There are many prompt engineering techniques that make interactions with large language models (LLMs) like GPT-4, Gemini, or Claude more efficient. In today’s article, you’ll learn how to link multiple prompts together to create a seamless, step-by-step workflow for complex tasks with prompt chaining.
Prompt chaining helps maintain the context and control of the AI’s output. Instead of overwhelming the AI with a single complex prompt, you guide it through a series of simpler, connected prompts.
Each response in a chain builds on the last, which leads to more accurate and coherent answers. By mastering this technique, you can handle intricate tasks more effectively and with greater precision.
Here’s everything you need to know to get started! 👇
⚛️ What is Prompt Chaining?
Remember the scene in Harry Potter and the Sorcerer’s Stone where Hermione solves the potion puzzle?
First, she eliminates the poison.
Next, she identifies the wine.
She narrows it down to two potions. One lets them move forward. The other sends them back. Each step builds on the last. And this is pretty much how prompt chaining works.
In a nutshell, prompt chaining is an AI prompting technique where you connect multiple prompts or instructions in a sequence. This allows large language models to generate more accurate and relevant responses. It also makes it easier for AI to tackle complex tasks in bite-sized steps.
So, how does it work?
Let’s say you’re planning a new marketing campaign. This is an inherently sequential task.

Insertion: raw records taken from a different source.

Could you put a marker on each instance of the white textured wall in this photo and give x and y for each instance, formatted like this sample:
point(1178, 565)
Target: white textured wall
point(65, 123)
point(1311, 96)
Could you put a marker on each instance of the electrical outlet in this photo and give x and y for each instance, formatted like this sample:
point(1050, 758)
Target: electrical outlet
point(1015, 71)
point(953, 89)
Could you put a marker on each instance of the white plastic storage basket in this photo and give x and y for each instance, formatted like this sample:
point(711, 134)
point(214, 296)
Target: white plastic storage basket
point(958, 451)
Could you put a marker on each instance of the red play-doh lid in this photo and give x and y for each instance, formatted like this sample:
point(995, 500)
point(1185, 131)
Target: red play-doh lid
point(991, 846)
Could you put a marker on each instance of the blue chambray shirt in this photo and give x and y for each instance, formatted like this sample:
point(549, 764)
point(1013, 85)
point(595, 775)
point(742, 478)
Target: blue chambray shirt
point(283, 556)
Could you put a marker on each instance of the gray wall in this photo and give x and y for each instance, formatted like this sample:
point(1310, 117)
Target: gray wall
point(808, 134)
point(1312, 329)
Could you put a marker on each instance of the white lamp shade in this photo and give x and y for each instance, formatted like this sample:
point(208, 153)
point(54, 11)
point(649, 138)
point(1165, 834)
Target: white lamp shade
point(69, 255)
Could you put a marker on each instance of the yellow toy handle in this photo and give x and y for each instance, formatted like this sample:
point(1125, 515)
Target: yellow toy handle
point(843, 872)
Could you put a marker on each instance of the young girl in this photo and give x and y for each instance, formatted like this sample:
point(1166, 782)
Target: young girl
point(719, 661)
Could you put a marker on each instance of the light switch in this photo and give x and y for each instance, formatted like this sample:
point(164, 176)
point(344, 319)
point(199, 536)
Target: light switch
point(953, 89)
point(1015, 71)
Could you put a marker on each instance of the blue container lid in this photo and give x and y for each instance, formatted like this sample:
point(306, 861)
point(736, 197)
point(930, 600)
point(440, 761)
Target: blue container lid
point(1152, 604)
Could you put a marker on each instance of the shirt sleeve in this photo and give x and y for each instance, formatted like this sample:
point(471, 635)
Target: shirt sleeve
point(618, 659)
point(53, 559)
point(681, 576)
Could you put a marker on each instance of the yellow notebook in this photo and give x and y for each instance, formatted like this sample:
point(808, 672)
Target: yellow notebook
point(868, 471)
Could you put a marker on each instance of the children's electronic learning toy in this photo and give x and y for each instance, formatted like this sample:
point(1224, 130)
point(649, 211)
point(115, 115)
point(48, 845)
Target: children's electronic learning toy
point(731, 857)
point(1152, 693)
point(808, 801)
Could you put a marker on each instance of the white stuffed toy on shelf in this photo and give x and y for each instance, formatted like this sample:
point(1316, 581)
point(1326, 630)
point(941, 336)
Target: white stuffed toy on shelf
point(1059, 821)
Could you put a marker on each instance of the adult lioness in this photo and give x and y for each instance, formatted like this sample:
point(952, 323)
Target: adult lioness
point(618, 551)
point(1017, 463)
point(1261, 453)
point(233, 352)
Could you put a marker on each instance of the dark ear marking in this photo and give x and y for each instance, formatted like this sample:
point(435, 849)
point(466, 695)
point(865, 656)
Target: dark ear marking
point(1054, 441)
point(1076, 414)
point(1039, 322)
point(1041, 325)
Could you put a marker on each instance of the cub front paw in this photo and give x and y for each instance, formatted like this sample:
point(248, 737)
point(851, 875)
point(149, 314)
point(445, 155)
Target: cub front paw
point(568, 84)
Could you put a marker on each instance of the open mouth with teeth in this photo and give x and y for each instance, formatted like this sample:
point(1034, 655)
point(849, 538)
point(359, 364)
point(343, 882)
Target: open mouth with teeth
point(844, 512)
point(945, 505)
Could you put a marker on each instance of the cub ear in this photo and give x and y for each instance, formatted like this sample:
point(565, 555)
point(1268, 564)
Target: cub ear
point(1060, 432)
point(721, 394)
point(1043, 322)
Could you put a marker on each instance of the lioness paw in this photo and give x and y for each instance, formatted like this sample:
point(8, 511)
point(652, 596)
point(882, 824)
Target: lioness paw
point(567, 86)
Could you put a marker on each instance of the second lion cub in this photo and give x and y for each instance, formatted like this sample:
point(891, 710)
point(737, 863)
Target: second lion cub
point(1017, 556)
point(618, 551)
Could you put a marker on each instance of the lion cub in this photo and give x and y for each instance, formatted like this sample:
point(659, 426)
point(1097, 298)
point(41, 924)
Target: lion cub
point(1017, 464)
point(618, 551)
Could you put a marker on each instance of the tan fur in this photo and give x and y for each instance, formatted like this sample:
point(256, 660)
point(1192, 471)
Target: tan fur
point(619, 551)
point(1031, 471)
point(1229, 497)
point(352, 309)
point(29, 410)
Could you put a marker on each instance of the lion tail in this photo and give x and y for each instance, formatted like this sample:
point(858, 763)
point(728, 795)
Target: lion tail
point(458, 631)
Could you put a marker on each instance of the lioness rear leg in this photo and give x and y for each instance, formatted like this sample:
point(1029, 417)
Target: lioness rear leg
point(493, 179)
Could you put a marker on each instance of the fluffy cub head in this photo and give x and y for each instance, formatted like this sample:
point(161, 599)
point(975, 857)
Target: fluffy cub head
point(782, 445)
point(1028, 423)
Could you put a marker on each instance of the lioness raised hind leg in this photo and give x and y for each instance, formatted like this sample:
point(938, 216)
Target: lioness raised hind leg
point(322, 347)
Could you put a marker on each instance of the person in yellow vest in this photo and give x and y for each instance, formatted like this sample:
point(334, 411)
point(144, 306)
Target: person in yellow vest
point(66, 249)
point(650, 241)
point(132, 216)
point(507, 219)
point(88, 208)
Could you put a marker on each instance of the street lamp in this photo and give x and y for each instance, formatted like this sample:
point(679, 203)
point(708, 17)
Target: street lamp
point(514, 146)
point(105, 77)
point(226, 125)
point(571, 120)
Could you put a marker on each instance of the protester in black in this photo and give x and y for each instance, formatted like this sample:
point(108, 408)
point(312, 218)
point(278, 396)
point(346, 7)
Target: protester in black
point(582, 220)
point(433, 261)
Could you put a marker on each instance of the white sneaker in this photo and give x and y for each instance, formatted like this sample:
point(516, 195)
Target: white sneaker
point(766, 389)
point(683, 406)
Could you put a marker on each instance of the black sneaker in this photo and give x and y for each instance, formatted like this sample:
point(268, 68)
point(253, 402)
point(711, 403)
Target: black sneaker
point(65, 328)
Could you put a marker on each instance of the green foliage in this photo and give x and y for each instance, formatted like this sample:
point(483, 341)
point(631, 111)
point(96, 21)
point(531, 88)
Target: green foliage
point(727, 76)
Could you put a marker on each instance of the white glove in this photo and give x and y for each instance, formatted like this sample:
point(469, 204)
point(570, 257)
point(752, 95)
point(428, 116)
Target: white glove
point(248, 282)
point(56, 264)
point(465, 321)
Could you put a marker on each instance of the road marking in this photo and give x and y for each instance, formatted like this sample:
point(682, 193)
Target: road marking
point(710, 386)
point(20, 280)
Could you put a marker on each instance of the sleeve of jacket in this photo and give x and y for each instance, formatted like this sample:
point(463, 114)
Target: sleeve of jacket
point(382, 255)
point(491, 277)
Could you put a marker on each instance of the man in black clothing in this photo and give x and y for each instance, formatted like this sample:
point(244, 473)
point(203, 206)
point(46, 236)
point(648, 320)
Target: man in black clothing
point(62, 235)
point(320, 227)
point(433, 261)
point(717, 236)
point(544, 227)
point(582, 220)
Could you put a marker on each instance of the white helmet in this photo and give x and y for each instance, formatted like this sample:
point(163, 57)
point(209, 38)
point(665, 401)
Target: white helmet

You outline your campaign goals and identify your target audience. Next, you use the information to create tailored content for each marketing channel. Then, you schedule and launch the campaign across various channels, using the created content. And this is just the beginning.
If you try to throw all that at the LLM at once, it will hallucinate or lose context. But if you break the task down into compounding steps, the AI will approach the task gradually and build on its own output.
Each consecutive prompt in a chain instructs the LLM to “recycle” the result from the previous generation and incorporate it into the next. It also specifies the expected format for the output.
This approach is a more advanced version of other types of prompt engineering techniques like zero-few-shot prompting or chain-of-thought prompting. And it comes with a number of unique benefits.
➕ Benefits of Prompt Chaining
Enhanced Control
Regular prompting techniques leave a lot to chance. Even with multi-level, context-rich prompts, AI can still occasionally veer off the intended path or produce inconsistent results.
With prompt chaining, you gain enhanced control over the output by breaking the task into smaller, manageable chunks and continuously guiding the AI with clear-cut, specific instructions.